A report from MPs has blamed the UK government for failing to be ?transparent? about problems with the state pension payment system
The UK House of Commons Public Accounts Committee (PAC) released a scathing report on the Department for Work and Pensions (DWP) on Friday, highlighting "errors dating as far back as 1985."
Problems with the state pension payment system have resulted in an estimated 134,000 pensioners being underpaid by over Pound 1 billion ($1.36 billion). Of the pensioners impacted by the problems, it is thought 94,000 are alive today.
"The errors happened because of the Department's use of outdated systems and heavily manual processing, coupled with complacency in monitoring errors and a quality assurance framework that is not fit for purpose," the report stated.
Even the department's attempts to improve the situation were criticized, as the committee stated that there have already been nine attempts at fixing the mistakes since 2018.
While the PAC outlined ways to address the failings, including bringing in experienced, specialized staff to move the department "away from business-as-usual activity," the required changes are estimated to cost the taxpayer Pound 24.3 million ($32.97 million) by the end of 2023.

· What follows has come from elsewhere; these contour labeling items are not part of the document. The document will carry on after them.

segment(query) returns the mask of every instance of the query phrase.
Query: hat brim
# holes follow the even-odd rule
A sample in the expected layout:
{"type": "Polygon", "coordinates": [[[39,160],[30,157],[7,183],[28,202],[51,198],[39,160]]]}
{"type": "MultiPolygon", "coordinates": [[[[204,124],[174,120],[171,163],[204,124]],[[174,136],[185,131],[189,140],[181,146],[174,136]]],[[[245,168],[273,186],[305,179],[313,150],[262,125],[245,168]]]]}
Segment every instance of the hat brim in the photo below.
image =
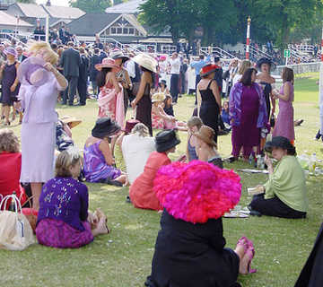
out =
{"type": "Polygon", "coordinates": [[[117,73],[122,70],[122,68],[117,65],[97,64],[94,65],[94,67],[100,72],[102,70],[102,68],[110,68],[112,73],[117,73]]]}
{"type": "Polygon", "coordinates": [[[217,144],[214,141],[209,139],[208,137],[204,136],[203,135],[199,134],[198,132],[193,134],[194,136],[205,141],[206,144],[215,146],[217,148],[217,144]]]}

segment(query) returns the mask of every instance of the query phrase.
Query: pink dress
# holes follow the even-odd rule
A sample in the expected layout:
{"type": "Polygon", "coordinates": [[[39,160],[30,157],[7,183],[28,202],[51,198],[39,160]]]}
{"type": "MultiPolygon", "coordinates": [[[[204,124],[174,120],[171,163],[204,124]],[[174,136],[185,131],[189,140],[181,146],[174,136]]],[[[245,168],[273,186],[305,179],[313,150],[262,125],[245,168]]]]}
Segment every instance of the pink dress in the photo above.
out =
{"type": "MultiPolygon", "coordinates": [[[[293,108],[292,101],[294,99],[294,89],[293,85],[290,82],[285,82],[284,85],[288,84],[290,86],[290,98],[287,101],[284,100],[279,100],[279,113],[277,117],[276,123],[275,125],[275,129],[273,132],[274,136],[284,136],[290,141],[295,140],[295,133],[293,126],[293,108]]],[[[279,90],[281,95],[284,94],[284,85],[279,90]]]]}

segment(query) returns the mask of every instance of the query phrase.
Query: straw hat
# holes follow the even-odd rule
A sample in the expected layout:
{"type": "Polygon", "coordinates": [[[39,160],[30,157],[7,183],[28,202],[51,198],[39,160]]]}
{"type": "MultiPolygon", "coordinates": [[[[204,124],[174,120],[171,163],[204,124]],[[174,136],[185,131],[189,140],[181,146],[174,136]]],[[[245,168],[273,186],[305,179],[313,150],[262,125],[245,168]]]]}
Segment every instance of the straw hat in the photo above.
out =
{"type": "Polygon", "coordinates": [[[201,77],[205,77],[206,75],[208,75],[209,74],[215,72],[217,69],[221,69],[220,66],[218,66],[215,64],[206,64],[205,65],[204,65],[201,69],[202,74],[201,74],[201,77]]]}
{"type": "Polygon", "coordinates": [[[75,127],[76,126],[82,123],[81,119],[77,119],[75,117],[70,117],[69,116],[63,116],[60,119],[64,124],[66,124],[70,128],[75,127]]]}
{"type": "Polygon", "coordinates": [[[116,61],[114,59],[110,59],[109,57],[104,58],[101,64],[97,64],[94,65],[94,67],[98,71],[102,70],[102,68],[111,68],[112,73],[117,73],[122,70],[121,67],[116,65],[116,61]]]}
{"type": "Polygon", "coordinates": [[[141,53],[134,57],[134,62],[143,66],[144,68],[157,73],[156,66],[158,65],[157,61],[151,57],[148,54],[141,53]]]}
{"type": "Polygon", "coordinates": [[[122,53],[119,49],[113,49],[109,54],[110,58],[112,59],[122,59],[122,63],[125,63],[129,59],[129,57],[122,53]]]}
{"type": "Polygon", "coordinates": [[[176,132],[172,129],[164,129],[155,136],[155,148],[158,152],[164,152],[180,144],[176,132]]]}
{"type": "Polygon", "coordinates": [[[200,138],[205,141],[206,144],[215,146],[217,148],[216,143],[214,141],[214,130],[207,126],[203,126],[198,132],[193,134],[194,136],[200,138]]]}
{"type": "Polygon", "coordinates": [[[212,163],[175,161],[157,171],[153,191],[175,219],[205,223],[222,217],[239,203],[240,181],[233,170],[222,170],[212,163]]]}
{"type": "Polygon", "coordinates": [[[152,102],[155,101],[163,101],[166,99],[166,96],[163,92],[156,92],[152,97],[152,102]]]}
{"type": "Polygon", "coordinates": [[[40,57],[30,57],[18,67],[18,81],[23,84],[39,87],[48,82],[49,72],[44,67],[45,61],[40,57]]]}

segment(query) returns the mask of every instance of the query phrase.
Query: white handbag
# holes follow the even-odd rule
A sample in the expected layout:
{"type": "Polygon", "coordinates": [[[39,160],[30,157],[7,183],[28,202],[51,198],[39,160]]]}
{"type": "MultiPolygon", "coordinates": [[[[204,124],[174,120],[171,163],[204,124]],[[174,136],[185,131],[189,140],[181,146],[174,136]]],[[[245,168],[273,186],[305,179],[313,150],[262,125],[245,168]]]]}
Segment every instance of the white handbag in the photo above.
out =
{"type": "Polygon", "coordinates": [[[29,221],[22,213],[19,199],[15,196],[4,196],[0,204],[0,248],[23,250],[33,243],[35,237],[29,221]],[[8,200],[13,200],[15,212],[5,210],[8,200]]]}

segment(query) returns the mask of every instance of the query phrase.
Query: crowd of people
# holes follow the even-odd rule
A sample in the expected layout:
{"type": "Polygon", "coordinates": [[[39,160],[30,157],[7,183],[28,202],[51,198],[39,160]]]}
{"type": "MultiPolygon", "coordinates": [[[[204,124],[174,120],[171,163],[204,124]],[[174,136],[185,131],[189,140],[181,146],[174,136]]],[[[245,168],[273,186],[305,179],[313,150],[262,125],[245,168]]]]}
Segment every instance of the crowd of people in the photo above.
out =
{"type": "MultiPolygon", "coordinates": [[[[90,53],[73,41],[66,47],[31,42],[22,62],[17,60],[17,47],[5,48],[1,117],[9,126],[10,107],[21,113],[22,152],[16,135],[4,129],[0,158],[10,164],[0,165],[0,193],[5,196],[14,189],[23,194],[20,183],[28,185],[32,208],[38,212],[39,244],[79,248],[109,231],[100,210],[88,211],[83,176],[87,182],[130,186],[127,202],[136,208],[163,211],[146,286],[179,282],[238,286],[239,273],[254,272],[250,264],[255,250],[246,237],[234,250],[224,248],[222,215],[239,203],[241,184],[237,174],[223,169],[219,130],[231,130],[231,161],[248,161],[250,155],[266,151],[278,162],[274,168],[266,156],[269,178],[258,186],[264,195],[255,196],[249,210],[306,217],[305,175],[293,145],[292,70],[283,69],[278,91],[270,75],[275,64],[269,59],[253,65],[235,58],[223,74],[220,59],[210,63],[209,55],[205,59],[200,56],[190,63],[196,71],[197,107],[186,123],[175,116],[185,83],[185,76],[179,77],[185,57],[174,52],[165,61],[163,56],[126,54],[100,44],[97,39],[89,57],[90,53]],[[162,78],[167,73],[170,91],[162,78]],[[82,156],[72,140],[73,126],[66,126],[73,120],[58,119],[55,109],[61,91],[62,105],[79,100],[85,106],[89,81],[99,105],[98,119],[84,138],[82,156]],[[223,97],[229,100],[223,105],[223,97]],[[279,114],[271,126],[276,100],[279,114]],[[126,120],[130,107],[134,118],[126,120]],[[162,131],[153,137],[153,129],[162,131]],[[187,152],[171,162],[169,154],[180,144],[177,133],[181,130],[188,131],[187,152]],[[272,140],[266,141],[270,134],[272,140]]],[[[197,48],[200,43],[196,45],[197,48]]],[[[24,196],[21,200],[23,203],[24,196]]]]}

"This is a shameful shambles. The PAC expects the DWP to set out the step changes it will make to ensure it is among their last," Dame Meg Hillier, the committee's chair, said following the report's release.
Responding to the PAC report, the DWP said that resolving the underpayments issue is a government priority. "We have set up a dedicated team and devoted significant resources to processing outstanding cases, and have introduced new quality control processes and improved training to help ensure this does not happen again," the DWP's spokesperson said.
A formal response by the DWP to the PAC's findings will be issued in due course.